= Anselmus Ephorinus =

Silesian humanist and doctor (c. 1505–1566)

Anselmus Ephorinus (Anzelm Eforyn, Eforinus; c. 1505 – December 1566) was a Silesian humanist and doctor.

==Life==
Born in Mirsk (Friedeberg), Ephorinus enrolled at the Kraków Academy in 1515, earning a baccalarius in 1522 and a magister in 1527. He briefly lectured there on dialectics and logic. He also worked as a tutor and counted a young Jan Boner and the son of Justus Ludwik Decjusz among his pupils. With the former, Ephorinus travelled widely, stopping in Erfurt and Nuremberg, reaching Freiburg in 1531. There, Ephorinus stayed with Erasmus for some months. He studied medicine in Padua, earning a medical doctorate on 11 April 1534.

Ephorinus returned to Kraków in autumn 1537. On his return to Kraków, he was appointed as the first town doctor, and not long thereafter the king appointed him physician to the Wieliczka salt mine. In Kraków, Ephorinus was part of the Erasmian circle of Leonard Cox. Franciszek Mymer wrote a poem, titled "In salvum reditum Anselmi Ephoryni..." (1538) celebrating Ephorinus' return to Poland.

He corresponded with Erasmus.
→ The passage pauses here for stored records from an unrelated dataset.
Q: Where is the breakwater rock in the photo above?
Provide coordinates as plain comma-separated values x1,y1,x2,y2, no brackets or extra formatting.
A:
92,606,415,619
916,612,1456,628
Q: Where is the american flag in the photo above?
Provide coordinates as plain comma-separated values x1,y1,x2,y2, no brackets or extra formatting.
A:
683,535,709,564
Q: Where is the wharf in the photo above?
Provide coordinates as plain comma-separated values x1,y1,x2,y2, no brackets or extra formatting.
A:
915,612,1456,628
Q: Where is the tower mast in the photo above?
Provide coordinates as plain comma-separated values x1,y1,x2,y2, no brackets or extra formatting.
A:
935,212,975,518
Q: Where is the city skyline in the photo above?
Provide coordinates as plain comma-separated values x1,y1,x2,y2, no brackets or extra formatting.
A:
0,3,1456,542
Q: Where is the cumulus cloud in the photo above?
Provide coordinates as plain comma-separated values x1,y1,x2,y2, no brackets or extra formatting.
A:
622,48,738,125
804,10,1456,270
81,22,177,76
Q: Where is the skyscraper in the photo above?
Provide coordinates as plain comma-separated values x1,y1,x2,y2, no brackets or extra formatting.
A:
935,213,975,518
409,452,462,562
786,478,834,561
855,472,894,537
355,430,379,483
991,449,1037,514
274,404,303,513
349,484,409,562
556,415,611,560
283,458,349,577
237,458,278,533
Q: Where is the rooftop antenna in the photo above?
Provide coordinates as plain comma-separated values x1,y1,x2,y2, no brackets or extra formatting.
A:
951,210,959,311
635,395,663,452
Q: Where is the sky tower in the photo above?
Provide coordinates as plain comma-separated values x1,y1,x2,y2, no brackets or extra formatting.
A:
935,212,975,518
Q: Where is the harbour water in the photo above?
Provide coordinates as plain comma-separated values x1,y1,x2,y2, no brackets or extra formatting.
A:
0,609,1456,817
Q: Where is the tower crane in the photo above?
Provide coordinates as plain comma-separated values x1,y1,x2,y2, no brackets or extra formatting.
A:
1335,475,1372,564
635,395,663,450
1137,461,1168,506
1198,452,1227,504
Ephorinus is now considered an early advocate of a distinct Silesian identity. In their correspondence Erasmus frequently referred to Ephorinus as a Pole. To put this to rest, Ephorinus signed a letter: Tuus et suus, Anselmus Ephorinus, Silesius non Polonus (Your and my own, Anselmus Ephorinus, a Silesian, not a Pole).

Anselmus Ephorinus died in 1566. He is buried in Kraków.

==Works==
- (as editor) Heyden, Sebastian. Puerilium colloquiorum formulae. Kraków: Hieronymus Vietor, 1527.
- Medicinale compendium. Kraków: Hieronymus Vietor, 1542.